Ficha teatral com Ulysses Cruz, diretor de 'O zoológico de vidro'

Macksen Luiz, Jornal do Brasil

RIO DE JANEIRO - Como reagiu ao ver teatro pela primeira vez?

Era uma encenação de Antunes Filho, A megera domada, de Shakespeare. Me lembro de ter voltado para casa com febre.

O que o levou à carreira?

Você não escolhe essa carreira. É escolhido.

O que o mantém nela?

O fato de querer fazer algo inesquecível. Gostaria de fazer o meu Macunaíma. Para mim, é o maior momento do teatro brasileiro do meu tempo.

O melhor espetáculo?

Macunaíma, de Antunes Filho seguido de perto por Romeu e

Julieta, do grupo Galpão, dirigido por Gabriel Vilella.

O pior?

Hummm, são tantos. A toda hora saio no meio de um espetáculo, por isso jamais aceito convites. Aliás, todos deveriam sentir vergonha em pedir convites para gente que só tem isso para vender.

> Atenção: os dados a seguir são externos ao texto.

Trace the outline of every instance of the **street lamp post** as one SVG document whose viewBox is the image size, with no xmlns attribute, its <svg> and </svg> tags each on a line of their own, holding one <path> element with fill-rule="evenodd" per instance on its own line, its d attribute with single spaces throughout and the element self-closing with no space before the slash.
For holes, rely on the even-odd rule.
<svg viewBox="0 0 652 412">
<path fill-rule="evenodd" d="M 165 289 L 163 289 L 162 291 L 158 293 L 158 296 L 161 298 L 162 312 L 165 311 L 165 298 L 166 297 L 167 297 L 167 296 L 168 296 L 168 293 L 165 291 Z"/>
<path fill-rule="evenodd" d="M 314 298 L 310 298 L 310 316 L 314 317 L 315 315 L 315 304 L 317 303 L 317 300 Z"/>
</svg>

Quando a produção não tem patrocínio então...

Diretor?

Marcio Aurélio. Atualmente ele está criando cenas surpreendentes.

Autor?

Shakespeare e Nelson Rodrigues.

Ator?

Antonio Fagundes, quando ele realmente quer.

Atriz?

Cleide Yaconnis. Elegância, inteligência e força.

A melhor plateia?

Aquela que entende que o bom teatro dever ser sempre com e nunca para ela.

A pior?

A que não entende as regras do jogo.

Espetáculo inesquecível?

O balcão, de Jean Genet, produzido por Ruth Escobar.

O que é transitório e permanente no palco?

As tendências, os modismos são transitórios, embora estimulantes. O que sobra e será sempre inesquecível é o teatro quando apoiado na tríade texto, ator e diretor.

Qual o verdadeiro jogo do teatro?

O mistério do ao vivo .

Como o teatro se faz possível na atualidade?

A necessidade humana de ouvir contar histórias que acontecem de um único jeito, numa única vez é atemporal.